Last updated:3/8/2025|... min read

State Controller

Common State Structure

OLake Connectors will follow a common structure, the structure is compatible for

Running Connectors On a Horizontal Scale
Running Connectors Resumable Full Load

{
  "level": "global", // global or stream
  "version":"v1", // if required
  "streams": [
      {   
          "sync_type": "full-load", 
          "stream_name": "stream_6",
          "stream_namespace": "otter_db",
          "stream_state": {
              "cursor_field" : "66ffcf79d9249bef96de3611",
              "chunks" : [
                 {
                   "status": "succeed",
                   "min": "66ffcf79d9249bef96de3611", 
                   "max": "66ffcf79d9249bef96de3611"
                 },
                 {
                   "status": "failed",
                   "min": "66ffcf79d9249bef96de3611", 
                   "max": "66ffcf79d9249bef96de3611"
                 }
              ],
          }
      }
  ]
}

Some state terms

level : Defines whether the state is for a single stream or all streams.

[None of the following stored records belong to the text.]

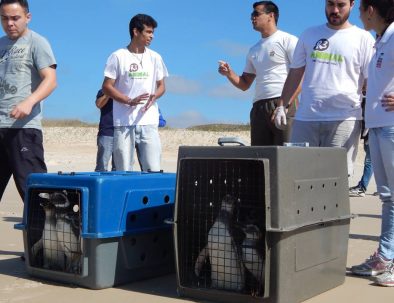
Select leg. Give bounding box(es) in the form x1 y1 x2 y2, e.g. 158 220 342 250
321 121 361 176
370 126 394 259
250 102 274 146
359 139 373 190
0 129 12 201
113 126 135 171
9 128 47 200
137 125 161 171
290 120 320 146
95 136 114 171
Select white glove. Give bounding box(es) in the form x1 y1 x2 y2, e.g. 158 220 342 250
275 105 287 130
361 128 369 138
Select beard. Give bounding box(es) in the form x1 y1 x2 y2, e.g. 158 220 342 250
326 10 350 26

It can be one of stream or global .
version: to manage versioning and backward compatibility
streams: an array that has information about streams, (if level is stream then streams array has only one object)
sync_type : type of sync the stream is running on incremental, full-load, cdc. (Only in full load chunks will be available.)
streams :: stream_name : contains the name of the stream going to be synced.
streams :: stream_namespace : going to store the namespace of the stream. (It can be a unique identifier as well if two streams have the same name)
streams :: stream_state : This is the important part where the cursor is being stored for the same stream. This contains the cursor field and chunks of data.
streams :: stream_state :: cursor : field contains cursor ID till where sync is completed previously.
streams :: stream_state :: chunks : contains data batches and their sync status that will be synced in a full load.

Some State Examples

Two incremental streams and one Full load failure of one stream (Parallel run)

connector receives state

{
  "level": "global", // global or stream
  "version":"v1", // if required
  "streams": [
      {   
          "sync_type": "incremental", 
          "stream_name": "stream_1",
          "stream_namespace": "otter_db",
          "stream_state": {
            "cursor_field": "66ffcf79d9249bef96de3611",
          }
      },
      {   
          "sync_type": "incremental", 
          "stream_name": "stream_2",
          "stream_namespace": "otter_db",
          "stream_state": {
            "cursor_field": "67ffcf79d9249bef96de3611",
          }
      }
  ]
}

Each thread will pick up one stream and each stream will pick up its own state (parallel mode)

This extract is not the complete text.